Sue realized that she did too little planning. She was
too busy putting out the fires to plan her work. Sue
used her humor, creativity and zest to rethink how she
wanted her life to look. We worked through trouble spots
in her workday. She made a plan for how to handle late
afternoon fatigue.
Sue
increased planning time in her work schedule. She set
aside time at the beginning and end of each day to take
stock. She found it helpful to look at her daily
schedule, focus on priorities and make decisions about
what to let go of.
Sue
made plans for exercise as well.

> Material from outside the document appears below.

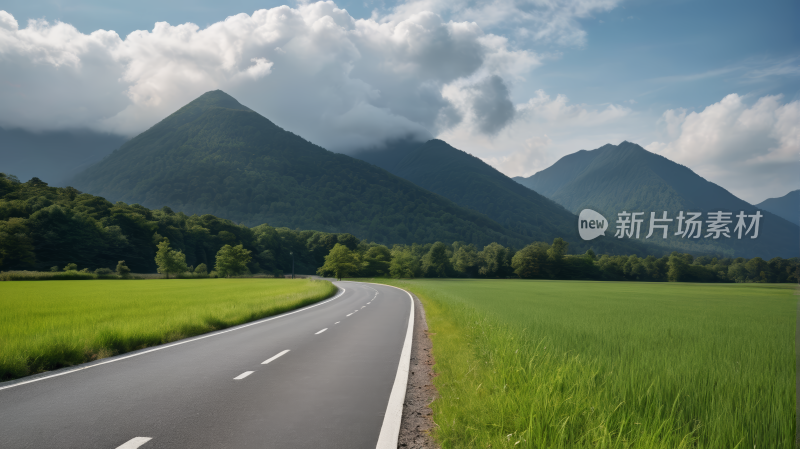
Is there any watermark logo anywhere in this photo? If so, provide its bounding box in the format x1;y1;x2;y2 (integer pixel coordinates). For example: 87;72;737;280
578;209;608;240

I helped her reframe
her beliefs that exercise had to be hard and isolating.
“What’s another way you could think about that?”
She liked the idea that exercise could be fun and easy.
I
helped Sue generate ideas about how to make exercise fun
and easy that would also include her family. She loved
activities like ice skating, family hikes on the
weekends and working out with her teenage sons. With
Sue’s top strengths being “to love and be loved”

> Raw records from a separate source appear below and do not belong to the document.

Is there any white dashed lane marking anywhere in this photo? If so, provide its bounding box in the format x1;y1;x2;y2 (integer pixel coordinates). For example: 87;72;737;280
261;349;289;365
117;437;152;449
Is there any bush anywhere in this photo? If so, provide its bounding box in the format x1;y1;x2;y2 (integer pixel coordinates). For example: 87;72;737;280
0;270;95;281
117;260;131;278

and “humor and playfulness”, her best workouts were
fun activities that included family and friends.
Since
Sue was a self-proclaimed perfectionist and high
achiever, she tended to make everything into work. I
requested that she be willing to underachieve in her
exercise efforts, that she find a way to include her
loved ones and make it fun and easy, and that she
consider the possibility that even a minimal amount of
exercise would be helpful to her. This was her most
important homework. It shifted her perspective, helped
her learn to have fun with her workouts and kept her in
action.
Sue
needed to learn to delegate. She realized that she
expected a lot from herself and her employees, but
little from her husband and kids. She was frazzled with
constant demands and interruptions. “How do you want
things to be?” She began delegating chores at home and
recommitted some of her time to her own self-care.

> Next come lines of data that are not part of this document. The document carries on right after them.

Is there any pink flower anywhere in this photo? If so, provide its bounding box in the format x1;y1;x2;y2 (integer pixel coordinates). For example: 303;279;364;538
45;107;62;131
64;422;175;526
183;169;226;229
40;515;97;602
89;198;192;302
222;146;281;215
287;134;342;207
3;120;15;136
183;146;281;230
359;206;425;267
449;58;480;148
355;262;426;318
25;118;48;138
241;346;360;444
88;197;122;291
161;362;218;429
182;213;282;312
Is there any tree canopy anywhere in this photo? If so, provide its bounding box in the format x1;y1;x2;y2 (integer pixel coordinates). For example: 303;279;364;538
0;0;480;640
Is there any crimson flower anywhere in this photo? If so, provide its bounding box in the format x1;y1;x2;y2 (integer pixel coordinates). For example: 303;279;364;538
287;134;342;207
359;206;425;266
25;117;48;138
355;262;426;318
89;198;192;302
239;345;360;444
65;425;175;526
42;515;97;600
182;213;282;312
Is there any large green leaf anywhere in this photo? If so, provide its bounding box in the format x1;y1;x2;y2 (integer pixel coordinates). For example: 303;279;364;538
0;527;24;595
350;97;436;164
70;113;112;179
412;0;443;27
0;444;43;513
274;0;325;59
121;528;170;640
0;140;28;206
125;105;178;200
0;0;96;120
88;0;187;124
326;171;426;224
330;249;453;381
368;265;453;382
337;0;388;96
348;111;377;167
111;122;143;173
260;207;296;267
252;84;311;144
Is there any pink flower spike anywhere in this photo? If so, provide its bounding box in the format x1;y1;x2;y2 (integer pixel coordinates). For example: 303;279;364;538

She also began finding ways to delegate at work more.
She had difficulty seeing herself as a leader. She
thought of herself more as a team player who always
pitched in to help. When she began to view herself more
through the lens of leadership, she began delegating to
her assistant more. She used her assistant to screen
more calls, reduce her schedule and handle more tasks
independently.
Asking for help wasn’t easy. I acknowledged Sue for
her willingness to step into uncertain territory and her
courage to try things that were difficult. We set up the
structure of a “confidence file” in which she made a
note in her planner when she did something well or met a
goal. It was a way to acknowledge her own successes
rather than gloss over them.
Sue
learned to honor her commitments to herself and to hold
herself accountable, something she never thought she was
“strong enough” to do before. She learned to
consider different perspectives and and be a more
flexible thinker. She learned that a little planning
goes a long way, and how important planning is to her
daily schedule to help avoid overload. Best of all, she
identified her strengths and learned to honor her
strengths and values in more areas of her life.